I went looking for something less depressing than the horrific murders in the last two posts, so I hoped I’d find something that would at least make me laugh. I searched for ‘naked highwayman’ to see what I’d get. I didn’t get an actual naked highwayman (boo), but I did get this pair of disaster-bastards from Oxfordshire. Rooting for the naked and unarmed countrymen here.
On Friday last two Highwaymen were brought to our Castle Gaol, for an Attempt to robb two Country Men. The Story is very remarkable; they set upon two Countrymen in Whitney, (within seven miles of this City), And the Highwaymen being well Arm’d, but the Countrymen naked of Weapons; the latter quietly deliver’d their Monies what little they had : They unsatiable Wretches not satisfy’d with they poor Country Men’s money, resolv’d to stript them, and take away their Cloths, and also to take their Horses. They Countrymen being very unwilling to be stript ; Expostulated first with them, and beg’d them to let them alone, and not stript them ; but this making them more Cruel and Eager ; they honest Men boldly engag’d them, tho Naked and Unarm’d ; and, as Providence order’d it, both the Rogues Pistols, for both of them endeavour’d to Shoot, mis’d Fire : In that very Juncture another Traveller came up to them by meer Chance upon the Road ; this encouraged the honest Men so much, that they laid about them Furiously, and one of the Highwaymen going to stab one of them with a Bayonette, they Countryman put it by, and closing with him, the Highwayman in the Scuffle wounded himself very sorely in the Thigh : In short, this so encouraged the Country Men, that after a long Engagement they Master’d they Thieves, took them both, and brought them to Oxford, where they were carried before the Vice-Chancellor, and by him committed to the Castle. Upon examination they prove to be two Dragoons of ——- Regiment, from which they both Deserted some time ago. it is said that several other People come in against them for other Robberies, so that there are several Indictments likely to be brought against them ; and which is better than all the rest, the two honest Countrymen, instead of being Robbed, are like to get 40l. a piece by Act of Parliament, for apprehending Highwaymen.

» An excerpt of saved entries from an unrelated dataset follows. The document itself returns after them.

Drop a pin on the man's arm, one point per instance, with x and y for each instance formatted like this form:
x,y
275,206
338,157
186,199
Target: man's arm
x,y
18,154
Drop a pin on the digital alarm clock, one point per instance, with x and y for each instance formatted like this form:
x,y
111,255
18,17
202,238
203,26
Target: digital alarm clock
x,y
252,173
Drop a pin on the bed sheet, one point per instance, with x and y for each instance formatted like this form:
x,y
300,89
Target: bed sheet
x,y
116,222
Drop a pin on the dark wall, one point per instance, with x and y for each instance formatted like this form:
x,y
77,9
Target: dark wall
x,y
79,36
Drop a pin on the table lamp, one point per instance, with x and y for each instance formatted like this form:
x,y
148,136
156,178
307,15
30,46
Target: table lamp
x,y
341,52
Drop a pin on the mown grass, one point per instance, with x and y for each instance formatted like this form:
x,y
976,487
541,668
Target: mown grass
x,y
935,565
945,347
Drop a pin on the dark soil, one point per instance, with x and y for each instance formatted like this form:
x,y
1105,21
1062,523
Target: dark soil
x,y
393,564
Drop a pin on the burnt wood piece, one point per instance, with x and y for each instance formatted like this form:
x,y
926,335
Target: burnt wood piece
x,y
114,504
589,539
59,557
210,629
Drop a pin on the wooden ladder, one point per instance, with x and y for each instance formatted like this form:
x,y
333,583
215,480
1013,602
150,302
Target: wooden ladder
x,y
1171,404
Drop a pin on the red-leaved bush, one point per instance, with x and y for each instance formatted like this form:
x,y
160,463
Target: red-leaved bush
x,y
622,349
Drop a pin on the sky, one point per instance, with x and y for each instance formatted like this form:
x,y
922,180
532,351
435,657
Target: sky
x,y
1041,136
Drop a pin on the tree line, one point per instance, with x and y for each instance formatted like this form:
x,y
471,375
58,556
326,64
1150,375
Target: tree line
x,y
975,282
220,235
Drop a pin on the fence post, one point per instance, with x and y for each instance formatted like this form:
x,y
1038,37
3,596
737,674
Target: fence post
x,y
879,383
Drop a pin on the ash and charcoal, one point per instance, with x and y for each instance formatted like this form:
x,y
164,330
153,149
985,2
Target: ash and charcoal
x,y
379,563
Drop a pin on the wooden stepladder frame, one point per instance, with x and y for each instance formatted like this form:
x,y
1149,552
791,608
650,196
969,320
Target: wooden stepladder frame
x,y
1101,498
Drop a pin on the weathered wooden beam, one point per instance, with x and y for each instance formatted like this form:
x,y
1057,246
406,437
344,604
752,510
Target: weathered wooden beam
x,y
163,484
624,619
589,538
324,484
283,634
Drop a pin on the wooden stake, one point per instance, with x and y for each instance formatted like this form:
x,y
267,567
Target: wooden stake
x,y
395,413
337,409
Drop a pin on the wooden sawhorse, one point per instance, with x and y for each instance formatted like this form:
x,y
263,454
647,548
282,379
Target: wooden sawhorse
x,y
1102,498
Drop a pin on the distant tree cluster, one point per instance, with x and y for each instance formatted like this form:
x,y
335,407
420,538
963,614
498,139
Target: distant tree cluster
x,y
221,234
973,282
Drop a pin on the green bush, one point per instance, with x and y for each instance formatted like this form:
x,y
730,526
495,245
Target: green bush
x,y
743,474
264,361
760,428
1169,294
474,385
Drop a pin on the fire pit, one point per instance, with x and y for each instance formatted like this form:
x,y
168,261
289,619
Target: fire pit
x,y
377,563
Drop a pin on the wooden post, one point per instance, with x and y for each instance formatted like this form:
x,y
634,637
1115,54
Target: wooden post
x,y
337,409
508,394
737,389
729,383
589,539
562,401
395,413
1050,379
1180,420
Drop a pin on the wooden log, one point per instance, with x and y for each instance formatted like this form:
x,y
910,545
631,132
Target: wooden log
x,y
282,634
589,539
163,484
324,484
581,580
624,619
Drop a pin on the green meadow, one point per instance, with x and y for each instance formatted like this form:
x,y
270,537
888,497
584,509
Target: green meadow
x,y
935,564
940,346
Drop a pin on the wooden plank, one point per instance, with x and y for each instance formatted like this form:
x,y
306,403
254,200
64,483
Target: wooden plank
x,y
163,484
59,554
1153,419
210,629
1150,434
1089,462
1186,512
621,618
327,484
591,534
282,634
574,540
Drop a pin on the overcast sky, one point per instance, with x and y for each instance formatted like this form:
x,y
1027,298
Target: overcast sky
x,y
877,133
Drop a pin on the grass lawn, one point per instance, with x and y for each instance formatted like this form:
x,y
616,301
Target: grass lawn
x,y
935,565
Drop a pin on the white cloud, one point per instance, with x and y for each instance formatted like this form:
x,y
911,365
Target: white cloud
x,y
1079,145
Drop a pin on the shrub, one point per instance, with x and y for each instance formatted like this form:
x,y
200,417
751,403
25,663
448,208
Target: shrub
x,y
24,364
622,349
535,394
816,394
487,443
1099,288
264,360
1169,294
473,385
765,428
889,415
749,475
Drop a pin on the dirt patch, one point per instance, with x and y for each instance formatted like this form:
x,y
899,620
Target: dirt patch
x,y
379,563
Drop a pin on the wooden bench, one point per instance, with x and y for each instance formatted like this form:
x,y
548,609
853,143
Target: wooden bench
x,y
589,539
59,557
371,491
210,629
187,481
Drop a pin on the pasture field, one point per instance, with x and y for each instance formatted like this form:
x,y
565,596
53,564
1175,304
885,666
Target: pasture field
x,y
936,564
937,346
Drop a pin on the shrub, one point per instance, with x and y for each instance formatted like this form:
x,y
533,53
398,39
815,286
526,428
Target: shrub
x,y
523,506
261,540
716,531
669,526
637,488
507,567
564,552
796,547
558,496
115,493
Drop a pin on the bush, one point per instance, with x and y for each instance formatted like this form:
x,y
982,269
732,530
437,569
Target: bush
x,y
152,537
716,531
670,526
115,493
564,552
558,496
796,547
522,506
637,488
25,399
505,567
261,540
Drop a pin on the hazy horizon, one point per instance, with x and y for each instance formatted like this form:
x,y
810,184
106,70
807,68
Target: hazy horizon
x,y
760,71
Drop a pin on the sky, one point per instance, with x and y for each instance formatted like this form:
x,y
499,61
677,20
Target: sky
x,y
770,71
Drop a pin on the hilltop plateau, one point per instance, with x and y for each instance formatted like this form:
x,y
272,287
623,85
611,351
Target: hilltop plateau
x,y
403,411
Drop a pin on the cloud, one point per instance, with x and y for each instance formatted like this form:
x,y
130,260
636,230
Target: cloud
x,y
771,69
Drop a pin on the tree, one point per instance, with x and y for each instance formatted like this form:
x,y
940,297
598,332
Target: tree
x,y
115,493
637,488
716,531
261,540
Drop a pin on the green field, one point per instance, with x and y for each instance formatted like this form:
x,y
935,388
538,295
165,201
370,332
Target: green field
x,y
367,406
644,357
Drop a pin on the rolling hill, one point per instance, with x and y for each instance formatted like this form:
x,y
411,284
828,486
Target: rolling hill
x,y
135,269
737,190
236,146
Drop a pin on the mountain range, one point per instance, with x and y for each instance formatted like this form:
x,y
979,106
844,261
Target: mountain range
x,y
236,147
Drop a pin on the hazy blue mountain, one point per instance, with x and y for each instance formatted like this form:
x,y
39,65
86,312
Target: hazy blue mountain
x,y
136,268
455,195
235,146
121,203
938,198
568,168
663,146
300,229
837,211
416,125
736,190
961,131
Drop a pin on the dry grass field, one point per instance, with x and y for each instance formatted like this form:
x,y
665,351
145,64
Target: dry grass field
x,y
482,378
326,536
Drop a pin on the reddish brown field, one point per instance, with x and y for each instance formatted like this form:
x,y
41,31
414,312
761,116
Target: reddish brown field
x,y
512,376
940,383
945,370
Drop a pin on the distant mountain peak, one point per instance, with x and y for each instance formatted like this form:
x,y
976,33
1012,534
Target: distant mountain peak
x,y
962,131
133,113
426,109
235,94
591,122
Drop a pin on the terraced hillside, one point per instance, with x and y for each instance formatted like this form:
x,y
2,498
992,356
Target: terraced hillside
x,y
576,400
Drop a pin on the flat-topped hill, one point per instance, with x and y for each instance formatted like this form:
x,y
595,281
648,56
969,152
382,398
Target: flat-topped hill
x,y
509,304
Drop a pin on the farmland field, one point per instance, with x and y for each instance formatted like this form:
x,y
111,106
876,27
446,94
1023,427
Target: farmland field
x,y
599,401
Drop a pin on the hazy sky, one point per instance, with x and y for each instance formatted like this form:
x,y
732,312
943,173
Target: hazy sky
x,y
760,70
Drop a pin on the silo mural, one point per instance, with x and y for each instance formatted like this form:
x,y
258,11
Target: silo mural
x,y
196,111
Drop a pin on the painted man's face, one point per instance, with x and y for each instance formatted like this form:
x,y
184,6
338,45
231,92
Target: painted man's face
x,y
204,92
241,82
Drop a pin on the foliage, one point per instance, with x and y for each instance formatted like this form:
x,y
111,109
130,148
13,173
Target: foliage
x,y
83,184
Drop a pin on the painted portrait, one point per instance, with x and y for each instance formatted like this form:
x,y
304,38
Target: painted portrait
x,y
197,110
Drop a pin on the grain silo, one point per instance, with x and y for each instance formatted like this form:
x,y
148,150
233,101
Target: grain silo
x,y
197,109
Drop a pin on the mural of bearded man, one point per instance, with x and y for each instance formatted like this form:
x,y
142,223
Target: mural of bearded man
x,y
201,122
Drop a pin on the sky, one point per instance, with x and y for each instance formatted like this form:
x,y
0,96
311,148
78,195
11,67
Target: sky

P. S. On Friday next one of their Comrades is to be executed here, for robbing on the Highway some time ago, he was Condemn’d at our Assizes.
Your Humble Servant,
Just picturing the absolute scenes of two well-armed dragoons being set upon by some naked guys, everything flapping in the breeze, as none of the Dragoons’ weapons actually work. I could make so many homoerotic jokes. So many. Please feel free to make them for me.
Whitney: Witney, Oxfordshire, on the River Windrush. It’s within 12 miles of Oxford, though, not seven. Maybe he is measuring in country miles or something.
stript : strip/stripped, as in, strip them naked.
Providence : in this context, referring to the protective care of God, and discussions/understandings of its usage fits into a framework of discourse around fate vs free will, God’s providential actions and so on.
laid about them : beat them, attacked them
Bayonette : variant spelling of bayonet, a long, sharp blade that can be fixed to the end of a rifle and used as a weapon. In this case, the highwayman tried to use it without it being fixed, I guess, and ended up stabbing himself in the thigh. Lol.
Vice-Chancellor : Vice-Chancellor of Oxford University. This was Robert Shippen, who was VC from 1718-1723. See also: The Encyclopaedia of the University of Oxford (Hibbert, C. & Hibbert E. (eds) 1992, Papermac, London) The VC had more powers than just over the University, and in this case was able to exercise his jurisdiction by committing highwaymen to gaol (jail).
Dragoons : a member of any of several cavalry regiments in the British army. The name of the regiment is redacted in the printed piece to not bring it into disrepute/not get sued.
Deserted : left without leave. There are a few articles on desertion from the British Army in the eighteenth century, e.g. GILBERT, ARTHUR N. “Why Men Deserted from the Eighteenth-Century British Army.” Armed Forces & Society 6, no. 4 (1980): 553–67. http://www.jstor.org/stable/45346206. There’s an open access thesis on this topic by Ronnie Haidar, University of Windsor, CA: Desertion and Discipline: How British Soldiers Influenced the Military Justice System during the Seven Years’ War
40l. : £40. The ‘l.’ stands for ‘livres’, which is an Anglo-Norman throwback (post-1066). ‘s.’ stands for shillings, and ‘d.’ represents pence, but comes from the Latin ‘denarius’, and has been in use as an abbreviation since the Middle Ages. In 1720, the estimated buying power of £40 was the equivalent to roughly what £4,644.30 could buy you in 2017, according to the National Archives Currency Converter tool.